Metadata-Aware Multi-Prompt Reasoning for Zero-Shot Accident Understanding¶

Conference: CVPR 2026
arXiv: 2606.12047
Code: None
Area: Video Understanding / Multimodal VLM / Traffic Accident Understanding
Keywords: Zero-Shot Accident Understanding, Task Decomposition, Multi-Prompt Reasoning, Open-Vocabulary Detection, Temporal Localization

TL;DR¶

This paper decomposes the task of "understanding traffic accidents from surveillance videos" into three independent sub-tasks: when, what, and where. The pipeline utilizes visual-language similarity to identify the impact moment, employs five complementary prompts with entropy-gating for accident type classification, and applies a type- and scene-conditioned open-vocabulary detector to localize the impact point. The entire framework is zero-shot, requires no fine-tuning, runs on a single 24GB GPU, and improves the harmonic mean score on the ACCIDENT@CVPR 2026 benchmark from a 0.349 baseline to 0.402.

Background & Motivation¶

Background: Traditional methods for traffic accident analysis in surveillance or dashcam footage (e.g., DSAR-NN, CADP, DoTA, TAD) mainly focus on detecting "if" and "when" an accident occurs. Accident types are often treated as auxiliary labels, and the impact location is rarely explicitly modeled. The ACCIDENT@CVPR 2026 challenge requires the simultaneous output of three elements: accident time, collision type (rear-end / T-bone / head-on / sideswipe / single), and impact point pixel coordinates.

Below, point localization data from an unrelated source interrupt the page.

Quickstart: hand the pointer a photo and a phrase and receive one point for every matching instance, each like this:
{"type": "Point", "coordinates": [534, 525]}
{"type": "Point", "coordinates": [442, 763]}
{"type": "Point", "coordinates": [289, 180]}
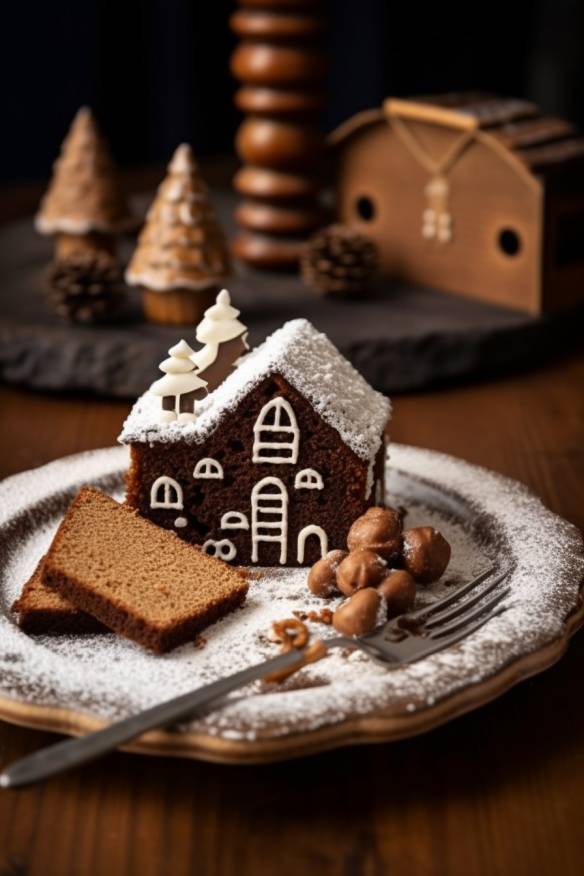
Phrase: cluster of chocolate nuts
{"type": "Point", "coordinates": [379, 571]}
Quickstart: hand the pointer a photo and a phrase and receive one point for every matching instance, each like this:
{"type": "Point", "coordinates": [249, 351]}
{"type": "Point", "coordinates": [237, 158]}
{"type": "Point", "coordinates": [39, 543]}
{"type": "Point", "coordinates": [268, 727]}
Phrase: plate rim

Limitations of Prior Work: Vision-Language Models (VLMs) are naturally suited for interpreting visual evidence via text queries. However, if accident analysis is formulated as a single end-to-end prompt requiring the model to answer all questions at once, the model must make multiple complex judgments simultaneously. This results in unstable outputs and a tendency for the model to take "shortcuts"—focusing on prominent vehicles or background cues rather than the specific interacting entities. Since accident categories are visually similar and the decisive impact often occurs in only a few frames, these issues are exacerbated.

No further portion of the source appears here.